Wir haben dann zusammen mit der FDP einen Antrag mit den vielen notwendigen Änderungen formuliert. Heute liegt uns ein Entwurf der GroKo vor, der, wie gesagt, im Ausschuss nicht mehr diskutiert werden konnte, weil er erst kurz vor der Sitzung übermittelt wurde.
Vielleicht deswegen kommen wir zu ein bisschen unterschiedlichen Einschätzungen. Wir Grüne werden uns zu diesem Entwurf enthalten. Wir sehen schon, dass in ihm sehr viele Punkte angesprochen sind, die auch unser gemeinsamer Antrag mit der FDP enthielt.
Wenn man bedenkt, dass wir von einer Debatte kamen, in der vonseiten des Ministeriums nur gesagt wurde, man wolle mit einer Videoüberwachung durch die Betriebe selbst reagieren, dann muss man wirklich von einem großen Fortschritt sprechen. Das ist richtig. Aber angesichts der gravierenden Verstöße gegen das Tierschutzrecht, die in der Anhörung zur Sprache kamen und die in Form bewegter Bilder öffentlich wurden, reicht die Beschlussempfehlung aus unserer Sicht nicht wirklich aus.
Ein zentraler Punkt unseres gemeinsamen Antrags mit der FDP-Fraktion war das Verbot der Akkordarbeit; denn wir sagen, dass man unter Zeitdruck nicht tierschutzgerecht schlachten kann.
In dem Antrag der GroKo ist nun formuliert, dass die Akkordarbeit nur für den Bereich der Betäubung und des Tötens verboten werden soll. Das klingt erst einmal sinnvoll. Aber wir haben in der Anhörung gehört, dass in den Schlachtbetrieben ein immenser Gruppendruck herrscht. Wenn vorne im Bereich der Betäubung und des Tötens langsam gemacht wird, wird hinten am Zerlegefließband weniger Geld verdient. Und wenn man dann bedenkt, dass die Menschen zusammen untergebracht sind und in denselben Zimmern übernachten: Da wird sich niemand diesem Gruppendruck entziehen können und wirklich langsam und sorgsam arbeiten. Wir haben sogar gehört, dass die Kontrolleurinnen und Kontrolleure nicht nur unter Druck gesetzt werden, sondern sich regelrecht bedroht fühlten.

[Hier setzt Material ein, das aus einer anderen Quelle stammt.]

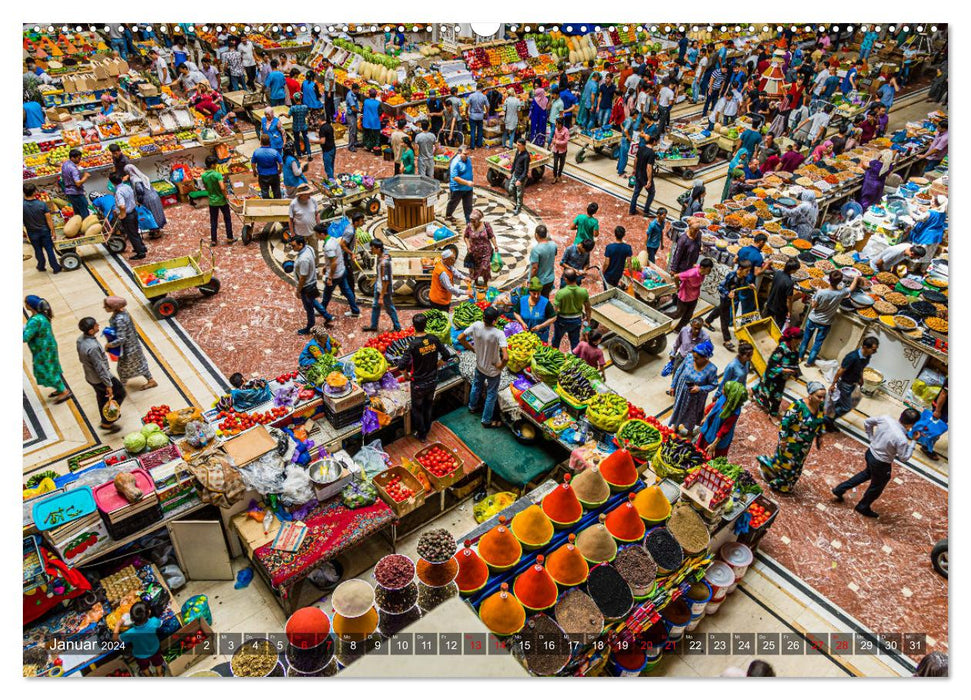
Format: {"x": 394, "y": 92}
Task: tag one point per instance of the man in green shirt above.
{"x": 586, "y": 226}
{"x": 572, "y": 304}
{"x": 215, "y": 186}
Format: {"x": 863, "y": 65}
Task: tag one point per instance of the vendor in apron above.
{"x": 534, "y": 311}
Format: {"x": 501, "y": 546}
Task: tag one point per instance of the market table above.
{"x": 332, "y": 530}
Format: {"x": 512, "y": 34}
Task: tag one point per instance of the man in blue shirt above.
{"x": 460, "y": 185}
{"x": 267, "y": 165}
{"x": 371, "y": 122}
{"x": 477, "y": 105}
{"x": 276, "y": 85}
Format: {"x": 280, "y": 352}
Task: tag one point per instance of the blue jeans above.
{"x": 491, "y": 387}
{"x": 344, "y": 284}
{"x": 121, "y": 46}
{"x": 569, "y": 327}
{"x": 310, "y": 305}
{"x": 388, "y": 306}
{"x": 817, "y": 329}
{"x": 475, "y": 133}
{"x": 328, "y": 158}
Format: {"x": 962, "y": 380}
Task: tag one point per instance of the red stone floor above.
{"x": 877, "y": 571}
{"x": 249, "y": 326}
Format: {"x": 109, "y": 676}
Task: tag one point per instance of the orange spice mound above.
{"x": 652, "y": 504}
{"x": 561, "y": 504}
{"x": 473, "y": 572}
{"x": 532, "y": 527}
{"x": 618, "y": 469}
{"x": 624, "y": 522}
{"x": 567, "y": 566}
{"x": 502, "y": 613}
{"x": 499, "y": 548}
{"x": 590, "y": 487}
{"x": 535, "y": 588}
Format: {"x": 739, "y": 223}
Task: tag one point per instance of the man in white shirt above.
{"x": 888, "y": 442}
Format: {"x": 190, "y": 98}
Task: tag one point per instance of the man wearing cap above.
{"x": 304, "y": 216}
{"x": 534, "y": 311}
{"x": 443, "y": 281}
{"x": 460, "y": 185}
{"x": 383, "y": 287}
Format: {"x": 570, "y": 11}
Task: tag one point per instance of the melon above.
{"x": 88, "y": 222}
{"x": 72, "y": 229}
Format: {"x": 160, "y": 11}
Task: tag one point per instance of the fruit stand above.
{"x": 500, "y": 165}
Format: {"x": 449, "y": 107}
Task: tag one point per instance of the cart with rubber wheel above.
{"x": 160, "y": 293}
{"x": 606, "y": 146}
{"x": 539, "y": 157}
{"x": 631, "y": 326}
{"x": 67, "y": 248}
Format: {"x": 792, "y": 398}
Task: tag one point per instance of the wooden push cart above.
{"x": 159, "y": 294}
{"x": 762, "y": 333}
{"x": 499, "y": 173}
{"x": 633, "y": 326}
{"x": 67, "y": 248}
{"x": 606, "y": 146}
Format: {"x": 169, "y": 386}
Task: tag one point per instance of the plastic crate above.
{"x": 440, "y": 483}
{"x": 401, "y": 508}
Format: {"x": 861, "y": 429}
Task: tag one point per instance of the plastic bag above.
{"x": 372, "y": 458}
{"x": 297, "y": 489}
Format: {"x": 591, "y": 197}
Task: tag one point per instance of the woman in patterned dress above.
{"x": 694, "y": 379}
{"x": 132, "y": 362}
{"x": 803, "y": 423}
{"x": 39, "y": 337}
{"x": 783, "y": 363}
{"x": 481, "y": 243}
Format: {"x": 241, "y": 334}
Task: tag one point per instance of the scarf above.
{"x": 735, "y": 395}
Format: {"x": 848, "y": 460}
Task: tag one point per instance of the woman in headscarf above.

Ich komme auf einen weiteren Punkt zu sprechen, der sich in dem Antrag der GroKo ebenfalls nicht wiederfindet, und zwar auf die Übertragung der Zuständigkeit von den Kommunen auf das Land.
Wir lesen zu den unterschiedlichsten Themen aus dem Zuständigkeitsbereich der Veterinärämter immer wieder, dass die Kommunen die Erfüllung dieser Aufgabe im Moment nicht gewährleisten können. Deswegen halten wir daran fest, dass das auf Landesebene erfolgen muss. Daran, dass es unangekündigte Schwerpunktkontrollen der Veterinärämter zusammen mit dem LAVES gibt, sieht man ja, dass das Land es den Kommunen anscheinend auch nicht mehr zutraut, das alleine hinzubekommen. Deswegen sollten man den konsequenten Schritt wagen und diese Übertragung zumindest überprüfen.
Ansonsten finden sich in dem Antrag der GroKo viele Appelle und Selbstverständlichkeiten: Runde Tische, Schulungen, die Forderung nach kontinuierlicher und nachhaltiger Fachaufsicht. Eigentlich ist es eine Ohrfeige, wenn man fordern muss, dass die Aufsicht ausgeübt wird. Gleiches gilt auch für die Forderung an den Bund, einheitliche Anforderungen an die Verifizierung der Einhaltung von Vorschriften zu formulieren. Gerade im Bereich des Schlachtens gibt es unterschiedliche Gesetze und Verordnungen. Die Aufsichtsbehörden sind zuständig. Da muss man den Bund doch nicht noch bitten, etwas Einheitliches herauszugeben, weil man nicht weiß, wie man überprüfen soll. Das kann nicht sein.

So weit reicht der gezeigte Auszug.